The snow on the route had the wonderful twin properties of being deep enough to conceal the fractured granite blocks that form it, while also being completely unsupportive of my weight. Instead of the easy yomp that it offers in summer or (good) winter conditions, I tottered around like a kid trying on their mum’s high heels for the first time, one crampon point at a time finding purchase, and was very glad that there was no one there to see it. On the summit plateau, the fog and wind politely suggested I keep moving, and I was starting to wonder if this was all a bit more effort than it was worth as I stomped across wind-blasted rocks in search of enough snow to put my skis back on. Making lemonade from the lemons, I practised skinning on a bearing to summit the rounded back of Carn na Criche (cairn of the boundary), before taking a new bearing to try one last throw of the dice, a shallow stream line that ‘should’ have been a deposition zone after the week’s consistent northwesterly winds.

I wasn’t holding out much hope, but that is exactly how Scotland gets you.
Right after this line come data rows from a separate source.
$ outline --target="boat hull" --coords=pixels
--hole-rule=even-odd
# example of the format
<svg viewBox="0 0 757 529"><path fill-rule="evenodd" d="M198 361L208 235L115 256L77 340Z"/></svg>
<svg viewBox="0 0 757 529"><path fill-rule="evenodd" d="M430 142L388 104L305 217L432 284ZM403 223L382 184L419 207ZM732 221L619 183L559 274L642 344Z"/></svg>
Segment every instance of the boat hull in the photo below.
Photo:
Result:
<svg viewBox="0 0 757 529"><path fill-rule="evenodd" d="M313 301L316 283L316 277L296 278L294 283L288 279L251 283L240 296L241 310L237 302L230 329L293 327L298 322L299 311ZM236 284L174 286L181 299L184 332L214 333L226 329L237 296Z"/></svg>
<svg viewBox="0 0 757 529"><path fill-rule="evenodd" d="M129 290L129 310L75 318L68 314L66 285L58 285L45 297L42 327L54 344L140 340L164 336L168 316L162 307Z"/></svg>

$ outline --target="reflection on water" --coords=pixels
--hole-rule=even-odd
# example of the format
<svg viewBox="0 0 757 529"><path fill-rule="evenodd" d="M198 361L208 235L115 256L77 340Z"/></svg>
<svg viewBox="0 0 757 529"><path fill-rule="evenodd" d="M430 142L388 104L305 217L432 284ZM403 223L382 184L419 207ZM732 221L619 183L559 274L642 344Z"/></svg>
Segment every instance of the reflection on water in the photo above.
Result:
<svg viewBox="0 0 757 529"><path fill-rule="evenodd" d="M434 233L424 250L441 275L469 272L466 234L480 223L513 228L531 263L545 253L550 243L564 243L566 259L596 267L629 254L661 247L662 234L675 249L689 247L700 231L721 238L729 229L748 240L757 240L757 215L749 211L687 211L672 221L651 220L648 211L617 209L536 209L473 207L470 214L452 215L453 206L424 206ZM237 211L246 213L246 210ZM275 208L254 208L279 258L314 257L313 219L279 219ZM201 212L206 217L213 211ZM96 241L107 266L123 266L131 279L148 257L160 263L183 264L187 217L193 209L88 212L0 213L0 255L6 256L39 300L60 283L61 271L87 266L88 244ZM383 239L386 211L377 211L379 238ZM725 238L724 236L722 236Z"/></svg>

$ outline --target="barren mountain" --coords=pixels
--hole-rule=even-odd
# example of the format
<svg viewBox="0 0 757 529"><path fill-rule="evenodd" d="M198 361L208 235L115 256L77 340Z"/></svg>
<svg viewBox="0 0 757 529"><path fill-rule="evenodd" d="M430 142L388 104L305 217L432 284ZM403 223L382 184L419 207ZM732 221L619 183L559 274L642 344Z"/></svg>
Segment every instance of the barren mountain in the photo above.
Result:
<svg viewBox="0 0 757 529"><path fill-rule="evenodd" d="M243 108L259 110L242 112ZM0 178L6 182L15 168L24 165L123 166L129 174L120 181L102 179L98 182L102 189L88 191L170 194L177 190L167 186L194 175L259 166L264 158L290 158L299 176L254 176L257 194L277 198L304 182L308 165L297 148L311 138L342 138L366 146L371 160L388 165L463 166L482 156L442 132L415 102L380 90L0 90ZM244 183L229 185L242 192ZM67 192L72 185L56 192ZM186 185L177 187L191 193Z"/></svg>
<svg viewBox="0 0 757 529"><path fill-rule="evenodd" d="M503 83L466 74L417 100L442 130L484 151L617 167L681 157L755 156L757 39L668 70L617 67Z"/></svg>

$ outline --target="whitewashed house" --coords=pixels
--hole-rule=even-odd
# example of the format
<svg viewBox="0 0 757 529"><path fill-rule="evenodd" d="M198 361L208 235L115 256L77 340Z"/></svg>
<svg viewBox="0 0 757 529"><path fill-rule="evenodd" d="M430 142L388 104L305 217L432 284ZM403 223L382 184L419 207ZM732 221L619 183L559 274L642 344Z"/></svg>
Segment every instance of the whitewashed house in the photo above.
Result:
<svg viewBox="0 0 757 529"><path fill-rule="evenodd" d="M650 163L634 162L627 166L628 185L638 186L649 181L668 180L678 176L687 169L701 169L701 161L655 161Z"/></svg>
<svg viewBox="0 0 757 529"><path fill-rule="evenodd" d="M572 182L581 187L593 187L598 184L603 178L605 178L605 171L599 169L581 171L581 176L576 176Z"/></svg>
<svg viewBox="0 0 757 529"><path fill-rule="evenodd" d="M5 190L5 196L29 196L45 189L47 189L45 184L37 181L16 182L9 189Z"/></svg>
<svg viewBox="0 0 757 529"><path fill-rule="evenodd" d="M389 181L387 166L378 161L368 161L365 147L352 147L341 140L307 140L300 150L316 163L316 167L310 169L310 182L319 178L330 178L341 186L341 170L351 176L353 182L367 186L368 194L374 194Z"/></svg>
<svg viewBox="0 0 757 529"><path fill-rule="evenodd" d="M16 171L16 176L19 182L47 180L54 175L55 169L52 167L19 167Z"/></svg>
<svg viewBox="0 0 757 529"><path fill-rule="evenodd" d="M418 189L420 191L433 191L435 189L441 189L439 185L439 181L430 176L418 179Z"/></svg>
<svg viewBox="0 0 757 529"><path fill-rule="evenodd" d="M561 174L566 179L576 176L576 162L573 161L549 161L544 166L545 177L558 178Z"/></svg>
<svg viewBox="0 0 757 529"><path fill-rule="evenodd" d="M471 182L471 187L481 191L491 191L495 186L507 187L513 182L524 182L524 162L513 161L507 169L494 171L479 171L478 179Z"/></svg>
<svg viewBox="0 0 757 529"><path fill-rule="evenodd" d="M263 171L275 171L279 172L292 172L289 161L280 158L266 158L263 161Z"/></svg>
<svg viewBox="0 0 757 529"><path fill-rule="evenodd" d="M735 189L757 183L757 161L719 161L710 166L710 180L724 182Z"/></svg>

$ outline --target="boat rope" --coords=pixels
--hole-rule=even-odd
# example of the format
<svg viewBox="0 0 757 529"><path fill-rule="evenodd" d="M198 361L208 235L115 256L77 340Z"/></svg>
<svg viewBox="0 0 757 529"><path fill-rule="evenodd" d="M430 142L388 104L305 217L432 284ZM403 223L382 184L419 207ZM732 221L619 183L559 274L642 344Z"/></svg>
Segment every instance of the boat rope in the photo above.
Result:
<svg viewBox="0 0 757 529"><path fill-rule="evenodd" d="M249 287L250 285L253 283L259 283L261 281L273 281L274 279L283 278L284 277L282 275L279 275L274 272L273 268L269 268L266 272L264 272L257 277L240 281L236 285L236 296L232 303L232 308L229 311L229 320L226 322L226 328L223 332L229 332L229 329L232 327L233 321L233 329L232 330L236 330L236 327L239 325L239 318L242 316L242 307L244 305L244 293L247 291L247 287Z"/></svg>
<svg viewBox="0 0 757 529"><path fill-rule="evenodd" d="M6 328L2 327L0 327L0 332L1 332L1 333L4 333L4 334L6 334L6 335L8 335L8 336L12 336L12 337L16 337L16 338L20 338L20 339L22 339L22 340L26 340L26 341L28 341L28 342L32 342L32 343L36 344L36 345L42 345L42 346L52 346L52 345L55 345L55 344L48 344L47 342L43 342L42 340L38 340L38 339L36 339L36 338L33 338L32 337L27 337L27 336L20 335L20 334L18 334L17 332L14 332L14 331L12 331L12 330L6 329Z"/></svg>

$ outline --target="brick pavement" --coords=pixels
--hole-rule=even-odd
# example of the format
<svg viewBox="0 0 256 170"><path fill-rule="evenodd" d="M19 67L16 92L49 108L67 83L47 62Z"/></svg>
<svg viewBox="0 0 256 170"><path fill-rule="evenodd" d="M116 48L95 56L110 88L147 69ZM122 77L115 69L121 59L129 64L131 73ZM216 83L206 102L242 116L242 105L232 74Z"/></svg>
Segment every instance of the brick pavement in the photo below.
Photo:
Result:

I was having a nice time, but really, it was in spite of the conditions rather than because of them, until I popped out below the cloud layer into a flash of low winter sun and the cruisy, powder-filled line in front of me. It could be one good day in ten or even one good hour in a day, but when the going here is good, it makes all the getting feel instantly worthwhile. All is forgiven and forgotten for just one bouncy run, with no one to share the mountain with but the setting sun. As I raced the sunset back across the Moíne Mhor, I thought that maybe the situation makes a good boss — it sets the timetable, makes you put down unimportant things, and get after it with no time for second thoughts. It keeps you opportunistic, optimistic, and grateful. And it’s by no means a harsh master. After the skin back across the lower plateau, I hit the final 700 meters of descent down into the glen on lines of good snow that just never quite seemed to peter out completely, leading back through pine and birch saplings into the woods and the shortest of walks back to my starting point. All in all, the day had turned out far better than it had any right to. Far better than if I had spent it sitting on the sofa, certainly. 

The situation knows what’s good for you.